Michael Cox reviews 'a theatrical triumph'.
Some artists come with a ridiculous amount of baggage. Case in point: Bertolt Brecht—playwright, director, political activist, theorist. Academics and practitioners alike have their views, on the man and the artist. These theories, and people’s interpretations of them, have had a profound effect on 20th Century theatre and have led to countless papers, books and lectures.
These theories also have a nasty potential of overburdening any production of a Brecht play, making reviews a possible hotbed of theoretical discourse rather than a discussion on the merits of what happened on stage. So I’ll leave theoretical tub-thumping on Alienation for others; as a production, the Lyceum’s The Caucasian Chalk Circle is a theatrical triumph.
The play, a political parable set within a dictatorship, follows two story threads during the course of an uprising: a young servant’s attempt to save the life of an infant to privileged parents and the rise of a man from obscurity to judge. Both threads tie together in the final scene, which features the titular circle.
It’s a complicated piece with multiple scenes, a large cast of characters and a grand scope in time and location. It would be very easy to get lost in the detail, which makes Mark Thomson’s direction all the more impressive: visually stunning with theatrical flourishes throughout a very quick 160 minute running time. Sets glide past, lights flash and a hodgepodge of musical styles serenade throughout, all to wonderful effect. Perhaps narrative is occasionally lost, but the grand theatricality always has the ability to wash over the audience and bring them back into the scene when needed.

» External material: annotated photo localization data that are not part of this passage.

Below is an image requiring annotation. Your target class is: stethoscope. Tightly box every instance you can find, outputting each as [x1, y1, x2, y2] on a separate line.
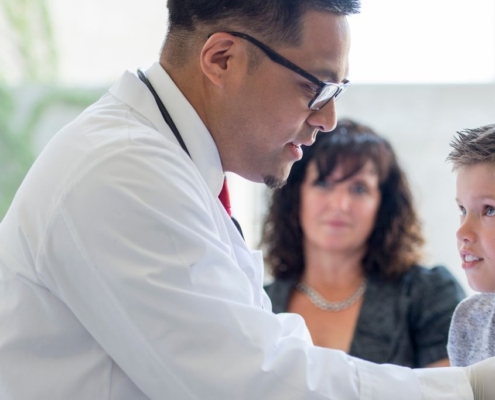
[137, 69, 190, 158]
[137, 69, 244, 237]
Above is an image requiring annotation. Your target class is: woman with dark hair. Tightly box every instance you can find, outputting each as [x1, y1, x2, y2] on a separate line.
[262, 118, 465, 368]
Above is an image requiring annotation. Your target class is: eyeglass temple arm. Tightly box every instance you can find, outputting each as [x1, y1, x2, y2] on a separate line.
[223, 31, 324, 87]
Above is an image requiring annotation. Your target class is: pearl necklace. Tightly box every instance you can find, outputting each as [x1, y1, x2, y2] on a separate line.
[295, 279, 367, 312]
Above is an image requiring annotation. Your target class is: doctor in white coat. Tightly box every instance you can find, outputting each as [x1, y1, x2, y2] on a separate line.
[0, 0, 494, 399]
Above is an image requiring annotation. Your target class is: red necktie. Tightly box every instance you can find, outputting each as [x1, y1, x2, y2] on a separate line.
[218, 177, 232, 217]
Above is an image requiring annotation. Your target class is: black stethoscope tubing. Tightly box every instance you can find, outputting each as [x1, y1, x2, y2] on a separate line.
[137, 69, 191, 159]
[137, 69, 244, 238]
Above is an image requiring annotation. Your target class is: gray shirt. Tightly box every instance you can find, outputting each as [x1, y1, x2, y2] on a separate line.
[448, 293, 495, 366]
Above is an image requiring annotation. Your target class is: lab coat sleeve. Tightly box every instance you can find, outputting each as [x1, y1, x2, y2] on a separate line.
[34, 139, 472, 400]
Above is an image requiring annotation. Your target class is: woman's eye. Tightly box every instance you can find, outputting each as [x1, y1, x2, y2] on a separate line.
[486, 206, 495, 217]
[351, 184, 368, 195]
[314, 180, 332, 189]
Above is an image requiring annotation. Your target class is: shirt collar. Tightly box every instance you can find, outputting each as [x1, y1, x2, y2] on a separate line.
[146, 63, 225, 198]
[110, 62, 225, 198]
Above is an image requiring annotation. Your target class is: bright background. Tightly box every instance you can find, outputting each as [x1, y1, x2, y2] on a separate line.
[4, 0, 493, 85]
[1, 0, 495, 293]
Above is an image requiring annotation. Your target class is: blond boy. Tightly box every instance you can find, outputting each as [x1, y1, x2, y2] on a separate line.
[447, 123, 495, 367]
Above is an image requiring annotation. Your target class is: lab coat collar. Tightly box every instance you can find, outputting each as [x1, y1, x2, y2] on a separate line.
[109, 62, 225, 199]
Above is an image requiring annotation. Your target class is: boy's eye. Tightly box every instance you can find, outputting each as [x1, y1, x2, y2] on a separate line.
[486, 206, 495, 217]
[458, 205, 466, 216]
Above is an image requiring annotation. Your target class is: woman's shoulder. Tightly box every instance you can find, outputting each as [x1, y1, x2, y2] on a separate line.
[405, 264, 456, 280]
[367, 265, 465, 309]
[264, 277, 296, 313]
[370, 265, 463, 294]
[401, 265, 465, 294]
[264, 277, 294, 293]
[398, 265, 466, 315]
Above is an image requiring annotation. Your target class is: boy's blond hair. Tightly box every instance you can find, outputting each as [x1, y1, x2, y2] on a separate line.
[447, 123, 495, 170]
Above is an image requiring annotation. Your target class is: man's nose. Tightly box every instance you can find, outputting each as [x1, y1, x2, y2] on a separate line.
[306, 99, 337, 133]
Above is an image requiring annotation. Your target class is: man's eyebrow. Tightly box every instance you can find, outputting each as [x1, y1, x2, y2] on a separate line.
[311, 68, 345, 83]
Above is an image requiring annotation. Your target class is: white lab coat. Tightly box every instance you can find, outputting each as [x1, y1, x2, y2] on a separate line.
[0, 62, 473, 399]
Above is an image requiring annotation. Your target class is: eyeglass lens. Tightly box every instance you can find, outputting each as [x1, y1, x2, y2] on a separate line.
[310, 81, 349, 110]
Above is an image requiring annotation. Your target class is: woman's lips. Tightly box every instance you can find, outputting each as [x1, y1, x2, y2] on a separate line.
[325, 220, 350, 228]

And the 13-strong ensemble are phenomenal. Bouncing between characters, style and, for some members, gender, the cast are asked to do a ridiculous amount of heavy lifting throughout, and they do so admirably. Notable stand-outs in the solid company include Sarah Swine’s excellent singer/narrator, Amy Manson’s sympathetic kitchen servant Grusha and Christopher Fairbank, who plays a parade of interesting characters before taking the cheeky and street-smart judge Azdak.
Thomson’s creative team have created an impressive tapestry of theatrics. Karen Tennent’s design and Simon Wilkinson’s lighting serves Brecht’s play and Thomson’s direction equally, and Claire McKenzie’s music is terrifically eclectic. Adam Bennett and Georgina Solo’s puppet design proves much more beautiful and poignant as the play progresses, with Bennett giving life to the crucial role of the infant as the play progresses.
Thomson may have taken a gamble on programming Chalk Circle in the current season, and it is certainly possible that this could possibly leave some traditionalists cold. Still, this is a gamble that pays handsome artistic dividends: it is not only an excellent production but just might be Thomson’s personal best in some time.
Performs at the Royal Lyceum Theatre in Edinburgh until March 14, 2015.